True to form, I am out of synch with the rest of the world. Musicians are gearing up for a major Beethoven celebration in 2020, the 250th anniversary of his birth, so plan on hearing a lot of Beethoven’s music next year. Meanwhile, here I am – a step ahead, or just out of step? I think Beethoven would approve.
Alongside the “Archduke” Trio, which I wrote about last week, I am also getting reacquainted with Beethoven’s “Waldstein” sonata, the Piano Sonata Op. 53, a very popular work from the middle years of his creative output which I haven’t played in 40 years or so! Like the “Archduke” Trio, Beethoven has dedicated this music to a nobleman, Count von Waldstein. Beethoven so wanted to be a “von” – i.e. a member of the nobility, but a single letter doomed him to be a humble Dutch “van” without any hint of noble blood. We have that in common at least.
The “Waldstein” Sonata is part of a program that I am playing for my mother and the other residents of her retirement community. It’s a small gift I can give to the person who gave me a life of music by filling our home with the music she loved – everything from Harry Belafonte to the Mamas and Papas to Mozart. She got to choose anything she wanted for my program…and the Beethoven Sonata is joined by music of Philip Glass, and a piece by Albeniz that really should be on the guitar instead of the piano, and a sweet little piece that she loves more than anything, “Dance of the Blessed Spirits” that is supposedly from Gluck’s opera Orfeo ed Euridice, with a little Chopin and Liszt thrown in for good measure.
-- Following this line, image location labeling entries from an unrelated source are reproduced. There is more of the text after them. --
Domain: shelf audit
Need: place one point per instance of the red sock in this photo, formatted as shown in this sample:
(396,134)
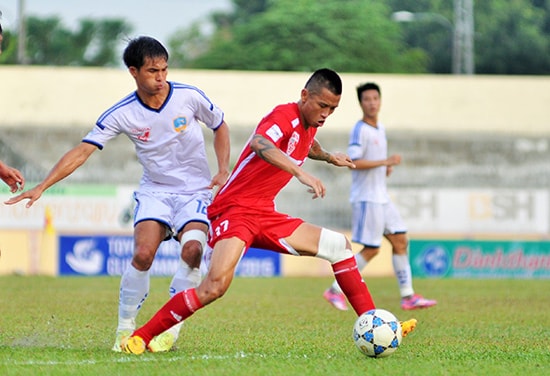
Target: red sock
(181,306)
(352,284)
My mother has dementia, and her world seems to be shrinking more each time I see her, but music keeps us connected, at least in the moment.
Beethoven performed as a pianist for the last time when he played the premiere of his “Archduke” Trio in 1814. I wonder if he knew then that it would be his final concert as a pianist. How often do we do something with the knowledge that it is the last time? There are happy finalities – like making a last mortgage payment – but mostly I think we would be pretty sad to know we are having a final experience of something integral to our lives. When will it be the last time that my mom knows who I am?
As Beethoven’s deafness worsened, it may have appeared that his world got smaller and smaller, but in that isolated universe he went on to create great expanses of music which pushed the boundaries of tonality and form. It wasn’t a limited experience at all inside his head, it would seem. Even as I am shut out of the life I shared with my mother, perhaps there is a richness of sounds and experiences inside her isolated world that are unknown by those on the outside. I hope so.
I learn a lot about myself when I play Beethoven. He wears his heart, and his frustration, on his sleeve – or so it seems when I hear his music. Expressing emotions in creatively productive ways is certainly one lesson to be gained. And too, his music seems to contain everything that the beautiful reading from the Bible’s Ecclesiastes teaches us about the span of a lifetime. That there is a time to be sad and a time to be joyful. A time to be serious and another to be silly. Times to be in control of our feelings and others when we should be unabashedly exuberant. Times to sing and times to be silent, times to dance and times to be still.